The demand for data center infrastructure has never been higher as enterprises race to adopt AI and launch new services. Training large-language models and delivering LLM-powered real-time services are two different challenges.
NVIDIA’s platforms performed well in the latest round of industry benchmarks for MLPerf, Inference v4.1, across all data center tests. The first submission of the NVIDIA Blackwell revealed up to four times more performance than the H100 Tensor core GPU due to the use of a second-generation Transform Engine and FP4 tensor cores.

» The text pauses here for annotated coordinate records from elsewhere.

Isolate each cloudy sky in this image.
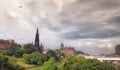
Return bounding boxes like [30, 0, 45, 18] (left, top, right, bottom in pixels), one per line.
[0, 0, 120, 54]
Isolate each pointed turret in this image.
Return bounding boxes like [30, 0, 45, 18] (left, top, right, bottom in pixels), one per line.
[35, 28, 39, 51]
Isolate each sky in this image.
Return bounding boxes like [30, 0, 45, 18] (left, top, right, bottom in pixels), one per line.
[0, 0, 120, 54]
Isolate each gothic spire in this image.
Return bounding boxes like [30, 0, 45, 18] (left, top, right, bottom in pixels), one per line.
[35, 28, 39, 49]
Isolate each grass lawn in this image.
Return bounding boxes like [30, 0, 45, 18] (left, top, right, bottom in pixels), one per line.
[26, 66, 43, 70]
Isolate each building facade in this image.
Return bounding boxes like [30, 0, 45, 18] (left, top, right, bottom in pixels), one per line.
[60, 43, 76, 56]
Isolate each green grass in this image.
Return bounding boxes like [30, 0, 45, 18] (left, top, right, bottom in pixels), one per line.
[26, 66, 43, 70]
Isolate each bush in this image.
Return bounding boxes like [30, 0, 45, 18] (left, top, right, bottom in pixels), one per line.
[24, 52, 47, 65]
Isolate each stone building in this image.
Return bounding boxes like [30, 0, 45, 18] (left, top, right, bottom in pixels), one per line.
[34, 28, 44, 53]
[60, 43, 76, 56]
[0, 39, 14, 50]
[115, 45, 120, 56]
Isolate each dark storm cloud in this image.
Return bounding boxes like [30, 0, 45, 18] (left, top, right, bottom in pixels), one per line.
[106, 15, 120, 28]
[62, 29, 120, 39]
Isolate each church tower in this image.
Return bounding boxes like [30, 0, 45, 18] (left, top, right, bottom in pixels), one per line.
[34, 28, 43, 53]
[60, 42, 64, 50]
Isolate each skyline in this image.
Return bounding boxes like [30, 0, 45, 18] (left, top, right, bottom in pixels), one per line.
[0, 0, 120, 54]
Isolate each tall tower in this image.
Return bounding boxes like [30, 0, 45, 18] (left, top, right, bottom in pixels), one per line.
[35, 28, 43, 53]
[35, 28, 39, 50]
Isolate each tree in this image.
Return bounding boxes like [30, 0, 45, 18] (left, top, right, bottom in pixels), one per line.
[0, 51, 10, 70]
[24, 44, 36, 54]
[6, 43, 21, 56]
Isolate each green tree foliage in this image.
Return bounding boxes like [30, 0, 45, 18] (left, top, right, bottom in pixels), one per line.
[0, 51, 11, 70]
[6, 43, 20, 56]
[46, 50, 62, 61]
[33, 56, 115, 70]
[23, 52, 48, 65]
[23, 44, 36, 54]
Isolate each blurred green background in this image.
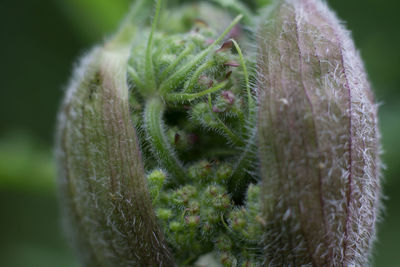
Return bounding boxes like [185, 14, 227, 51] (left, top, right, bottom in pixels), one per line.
[0, 0, 400, 267]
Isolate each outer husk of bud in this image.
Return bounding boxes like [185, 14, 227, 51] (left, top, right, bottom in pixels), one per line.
[56, 26, 174, 267]
[257, 0, 381, 266]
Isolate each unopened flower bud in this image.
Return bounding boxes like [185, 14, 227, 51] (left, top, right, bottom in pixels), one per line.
[57, 26, 173, 266]
[257, 0, 381, 266]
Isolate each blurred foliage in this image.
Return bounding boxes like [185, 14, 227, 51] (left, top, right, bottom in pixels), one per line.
[0, 0, 400, 267]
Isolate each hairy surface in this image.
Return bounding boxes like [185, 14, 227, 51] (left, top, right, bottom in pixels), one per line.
[257, 0, 381, 266]
[57, 43, 173, 266]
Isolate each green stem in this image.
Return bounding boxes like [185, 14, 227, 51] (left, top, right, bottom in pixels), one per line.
[231, 39, 255, 117]
[144, 98, 185, 184]
[144, 0, 161, 92]
[164, 81, 228, 103]
[160, 44, 195, 81]
[208, 95, 244, 146]
[160, 15, 243, 96]
[183, 61, 214, 93]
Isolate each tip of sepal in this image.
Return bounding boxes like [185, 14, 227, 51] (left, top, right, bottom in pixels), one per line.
[257, 0, 381, 266]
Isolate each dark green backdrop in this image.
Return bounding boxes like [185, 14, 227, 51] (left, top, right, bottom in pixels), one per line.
[0, 0, 400, 267]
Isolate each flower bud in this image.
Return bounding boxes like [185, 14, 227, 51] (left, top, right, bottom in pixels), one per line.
[257, 0, 381, 266]
[57, 25, 173, 266]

The NVIDIA H200 tensor core GPU achieved outstanding results in every data center benchmark category, including the Mixtral 8x7B Mixture of Experts (MoE), LLM. This benchmark features 46.7 billion parameters with 12.9 billion active parameters per token.
They are gaining popularity because they can answer various questions and perform more diverse tasks with a single deployment. These models are also more efficient, as they only use a small number of experts to make an inference. This means they can deliver results faster than dense models.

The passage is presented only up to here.